What does the chunk_overlap parameter in a text splitter do?
6. How do retrievers work in LangChain?

A Retriever in LangChain is a Runnable that takes a string query and returns a list of Document objects. It is the standard abstraction that decouples the RAG chain from the specific search mechanism — you can swap a vector store retriever for a keyword search retriever or a hybrid retriever without changing the chain.

Types of retrievers available in LangChain:

  • VectorStoreRetriever — most common; wraps a vector store and performs similarity (or MMR) search. Created via vectorstore.as_retriever()
  • MultiQueryRetriever — uses an LLM to generate multiple query variants, retrieves for each, deduplicates results
  • ContextualCompressionRetriever — post-processes retrieved documents to extract only the relevant sentences, reducing noise injected into the prompt
  • SelfQueryRetriever — parses natural language queries to extract both a semantic search string and metadata filters (e.g. 'articles from 2024 about Python')
  • ParentDocumentRetriever — retrieves small chunks for precision but returns their larger parent documents for fuller context
  • EnsembleRetriever — combines results from multiple retrievers (e.g. BM25 keyword + vector) using reciprocal rank fusion
from langchain_community.retrievers import BM25Retriever
from langchain.retrievers import EnsembleRetriever

bm25 = BM25Retriever.from_documents(docs, k=4)
vector = vectorstore.as_retriever(search_kwargs={"k": 4})

hybrid = EnsembleRetriever(retrievers=[bm25, vector], weights=[0.5, 0.5])
results = hybrid.invoke("How does LangChain memory work?")
What does ContextualCompressionRetriever do to retrieved documents?
What does EnsembleRetriever combine, and why is this useful?
7. What is multi-query retrieval?

Multi-query retrieval addresses a key weakness of single-vector search: a user's question may be phrased in a way that doesn't closely match how the relevant information is worded in the document store. MultiQueryRetriever solves this by using an LLM to automatically generate several alternative phrasings of the query, running each against the vector store, and deduplicating the union of all results.

from langchain.retrievers.multi_query import MultiQueryRetriever
from langchain_openai import ChatOpenAI

llm = ChatOpenAI(temperature=0)

retriever = MultiQueryRetriever.from_llm(
    retriever=vectorstore.as_retriever(),
    llm=llm,
)

# For a query like "What is LangChain memory?"
# The LLM might generate:
#   1. "How does LangChain handle conversation state?"
#   2. "What memory classes are available in LangChain?"
#   3. "How do you persist context between LangChain calls?"
# Then retrieves for all 3 and deduplicates
results = retriever.invoke("What is LangChain memory?")

Multi-query retrieval improves recall — you're less likely to miss relevant documents due to vocabulary mismatch — but it increases latency and cost since it makes multiple LLM calls (for query generation) and multiple vector search calls per user query.

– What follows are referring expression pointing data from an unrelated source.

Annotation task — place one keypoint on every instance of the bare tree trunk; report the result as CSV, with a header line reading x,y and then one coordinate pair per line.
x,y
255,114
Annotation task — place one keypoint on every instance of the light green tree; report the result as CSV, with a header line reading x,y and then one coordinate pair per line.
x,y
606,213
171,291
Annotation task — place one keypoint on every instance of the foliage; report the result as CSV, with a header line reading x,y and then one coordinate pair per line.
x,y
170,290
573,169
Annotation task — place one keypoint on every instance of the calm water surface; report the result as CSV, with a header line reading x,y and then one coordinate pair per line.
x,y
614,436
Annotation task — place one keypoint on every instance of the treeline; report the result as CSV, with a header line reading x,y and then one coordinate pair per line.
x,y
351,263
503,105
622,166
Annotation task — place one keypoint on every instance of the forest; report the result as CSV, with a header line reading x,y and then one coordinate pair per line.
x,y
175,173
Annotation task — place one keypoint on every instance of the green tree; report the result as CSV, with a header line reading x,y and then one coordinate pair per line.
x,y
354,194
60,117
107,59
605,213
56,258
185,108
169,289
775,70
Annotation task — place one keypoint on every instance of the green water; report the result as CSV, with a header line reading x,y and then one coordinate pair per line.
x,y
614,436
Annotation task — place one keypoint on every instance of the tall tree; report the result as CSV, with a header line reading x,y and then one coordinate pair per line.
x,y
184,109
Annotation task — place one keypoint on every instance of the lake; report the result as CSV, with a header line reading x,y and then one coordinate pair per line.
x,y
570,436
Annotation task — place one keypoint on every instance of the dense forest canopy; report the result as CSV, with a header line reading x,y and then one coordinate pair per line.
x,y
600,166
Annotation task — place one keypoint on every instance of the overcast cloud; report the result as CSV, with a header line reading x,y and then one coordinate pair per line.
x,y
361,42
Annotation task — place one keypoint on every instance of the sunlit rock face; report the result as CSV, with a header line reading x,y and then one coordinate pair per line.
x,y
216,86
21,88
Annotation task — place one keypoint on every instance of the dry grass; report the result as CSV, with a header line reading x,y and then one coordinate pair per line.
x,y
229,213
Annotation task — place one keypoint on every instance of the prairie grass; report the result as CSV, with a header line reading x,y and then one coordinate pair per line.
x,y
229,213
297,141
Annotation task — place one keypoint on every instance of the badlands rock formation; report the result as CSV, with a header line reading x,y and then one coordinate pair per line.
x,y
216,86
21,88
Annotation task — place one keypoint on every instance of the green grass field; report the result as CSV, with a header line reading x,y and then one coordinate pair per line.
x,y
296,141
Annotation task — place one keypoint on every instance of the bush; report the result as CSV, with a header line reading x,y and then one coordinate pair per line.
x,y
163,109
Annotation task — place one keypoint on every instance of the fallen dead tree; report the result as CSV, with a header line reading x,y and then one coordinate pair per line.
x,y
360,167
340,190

It works best for knowledge bases with varied terminology or when users ask high-level questions that could be answered by multiple document sections.

What problem does MultiQueryRetriever primarily solve?
What is the main trade-off of using MultiQueryRetriever?

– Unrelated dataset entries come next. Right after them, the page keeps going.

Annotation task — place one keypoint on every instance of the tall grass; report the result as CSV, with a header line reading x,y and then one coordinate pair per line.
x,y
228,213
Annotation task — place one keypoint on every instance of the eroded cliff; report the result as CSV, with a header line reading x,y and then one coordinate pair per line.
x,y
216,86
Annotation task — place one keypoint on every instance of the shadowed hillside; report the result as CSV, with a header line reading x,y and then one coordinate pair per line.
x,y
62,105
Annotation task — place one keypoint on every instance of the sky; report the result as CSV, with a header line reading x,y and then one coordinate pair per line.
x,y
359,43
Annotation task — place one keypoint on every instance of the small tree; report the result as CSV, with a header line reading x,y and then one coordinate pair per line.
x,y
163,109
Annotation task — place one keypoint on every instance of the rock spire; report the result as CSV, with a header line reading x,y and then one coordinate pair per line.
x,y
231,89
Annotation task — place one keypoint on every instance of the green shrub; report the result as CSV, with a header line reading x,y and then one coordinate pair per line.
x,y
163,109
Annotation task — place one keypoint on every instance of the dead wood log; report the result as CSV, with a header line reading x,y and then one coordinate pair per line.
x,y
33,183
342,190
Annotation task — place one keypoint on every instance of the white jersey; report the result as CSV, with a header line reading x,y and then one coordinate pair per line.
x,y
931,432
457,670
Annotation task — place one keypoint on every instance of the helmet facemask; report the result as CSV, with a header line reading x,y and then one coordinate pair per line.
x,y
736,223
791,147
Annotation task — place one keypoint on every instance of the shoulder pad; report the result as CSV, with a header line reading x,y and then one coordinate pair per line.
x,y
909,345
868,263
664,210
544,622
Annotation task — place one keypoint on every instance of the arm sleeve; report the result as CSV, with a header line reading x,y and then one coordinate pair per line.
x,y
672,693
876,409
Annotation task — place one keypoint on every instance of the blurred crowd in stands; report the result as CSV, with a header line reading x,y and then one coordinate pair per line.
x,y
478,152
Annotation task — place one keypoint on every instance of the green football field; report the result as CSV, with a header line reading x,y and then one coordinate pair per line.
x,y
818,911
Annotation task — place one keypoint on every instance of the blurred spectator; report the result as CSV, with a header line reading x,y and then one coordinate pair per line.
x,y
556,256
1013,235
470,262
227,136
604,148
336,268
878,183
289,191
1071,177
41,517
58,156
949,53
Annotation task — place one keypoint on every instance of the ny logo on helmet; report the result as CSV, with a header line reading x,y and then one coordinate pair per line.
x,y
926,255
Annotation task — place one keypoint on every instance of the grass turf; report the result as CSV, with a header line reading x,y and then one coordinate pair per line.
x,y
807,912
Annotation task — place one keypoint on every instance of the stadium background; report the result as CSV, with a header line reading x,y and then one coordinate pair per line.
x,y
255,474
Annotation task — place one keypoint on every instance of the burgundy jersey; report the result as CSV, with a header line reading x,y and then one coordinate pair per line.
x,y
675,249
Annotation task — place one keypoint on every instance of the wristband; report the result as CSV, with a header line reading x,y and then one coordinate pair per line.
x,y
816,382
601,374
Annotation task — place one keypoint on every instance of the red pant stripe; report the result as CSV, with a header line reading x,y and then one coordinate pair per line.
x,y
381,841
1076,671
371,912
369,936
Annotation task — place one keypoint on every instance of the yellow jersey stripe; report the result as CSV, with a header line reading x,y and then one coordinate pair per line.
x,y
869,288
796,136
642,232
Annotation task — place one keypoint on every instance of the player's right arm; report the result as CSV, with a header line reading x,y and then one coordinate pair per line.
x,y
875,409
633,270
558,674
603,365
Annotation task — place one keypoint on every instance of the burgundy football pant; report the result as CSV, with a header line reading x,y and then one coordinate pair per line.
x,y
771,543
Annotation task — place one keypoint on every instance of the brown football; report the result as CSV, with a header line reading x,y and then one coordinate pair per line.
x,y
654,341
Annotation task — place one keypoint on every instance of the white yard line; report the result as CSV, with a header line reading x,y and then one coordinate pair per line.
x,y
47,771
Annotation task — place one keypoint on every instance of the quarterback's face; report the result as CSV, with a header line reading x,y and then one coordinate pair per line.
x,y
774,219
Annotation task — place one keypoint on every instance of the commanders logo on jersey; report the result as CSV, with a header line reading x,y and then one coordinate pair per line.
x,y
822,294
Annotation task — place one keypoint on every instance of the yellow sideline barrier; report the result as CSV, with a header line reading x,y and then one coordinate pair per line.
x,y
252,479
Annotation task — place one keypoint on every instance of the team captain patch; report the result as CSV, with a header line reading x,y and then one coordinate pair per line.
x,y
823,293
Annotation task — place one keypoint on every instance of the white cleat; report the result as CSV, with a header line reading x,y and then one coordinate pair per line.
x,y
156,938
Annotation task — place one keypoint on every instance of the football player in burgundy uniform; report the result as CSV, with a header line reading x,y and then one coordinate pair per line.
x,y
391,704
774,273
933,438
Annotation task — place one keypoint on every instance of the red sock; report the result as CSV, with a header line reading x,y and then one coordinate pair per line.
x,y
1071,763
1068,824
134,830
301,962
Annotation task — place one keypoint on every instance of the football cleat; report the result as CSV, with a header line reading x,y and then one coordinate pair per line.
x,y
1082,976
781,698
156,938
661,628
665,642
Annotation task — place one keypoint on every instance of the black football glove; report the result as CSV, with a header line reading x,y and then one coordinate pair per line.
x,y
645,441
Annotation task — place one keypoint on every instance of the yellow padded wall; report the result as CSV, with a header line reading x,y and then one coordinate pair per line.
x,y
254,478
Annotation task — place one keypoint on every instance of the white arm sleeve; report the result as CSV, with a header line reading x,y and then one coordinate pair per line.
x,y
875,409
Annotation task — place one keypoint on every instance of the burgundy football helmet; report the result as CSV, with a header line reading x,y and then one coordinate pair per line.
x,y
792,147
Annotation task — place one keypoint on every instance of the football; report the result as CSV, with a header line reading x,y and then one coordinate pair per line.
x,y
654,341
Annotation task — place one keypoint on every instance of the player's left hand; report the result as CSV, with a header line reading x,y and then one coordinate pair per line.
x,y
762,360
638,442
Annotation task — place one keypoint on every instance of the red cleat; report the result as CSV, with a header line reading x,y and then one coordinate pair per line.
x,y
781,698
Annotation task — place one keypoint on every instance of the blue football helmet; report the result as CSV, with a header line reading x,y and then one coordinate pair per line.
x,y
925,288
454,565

8. What are parent document retrieval patterns?

The parent document retrieval pattern addresses a fundamental tension in RAG systems: small chunks improve retrieval precision (the embedding closely matches the query), but large chunks provide richer context for the LLM to answer from. ParentDocumentRetriever resolves this by indexing small child chunks for search but returning their larger parent documents (or the full original documents) to the LLM.

from langchain.retrievers import ParentDocumentRetriever
from langchain.storage import InMemoryStore
from langchain_community.vectorstores import Chroma
from langchain_openai import OpenAIEmbeddings
from langchain.text_splitter import RecursiveCharacterTextSplitter

# Child splitter: small chunks for precise retrieval
child_splitter = RecursiveCharacterTextSplitter(chunk_size=400)

# Parent splitter: larger chunks returned to LLM
parent_splitter = RecursiveCharacterTextSplitter(chunk_size=2000)

vectorstore = Chroma(embedding_function=OpenAIEmbeddings())
docstore = InMemoryStore()  # stores parent documents

retriever = ParentDocumentRetriever(
    vectorstore=vectorstore,
    docstore=docstore,
    child_splitter=child_splitter,
    parent_splitter=parent_splitter,
)

retriever.add_documents(docs)

# Query retrieves small child chunks but returns their 2000-char parents
results = retriever.invoke("What is LCEL?")

This pattern significantly improves answer quality for knowledge-intensive tasks because the LLM receives enough surrounding context to reason about the answer, while the vector search remains precise.

In ParentDocumentRetriever, what are the child chunks used for?
What problem does ParentDocumentRetriever solve compared to using uniform-size chunks?
9. What are production deployment patterns for LangChain?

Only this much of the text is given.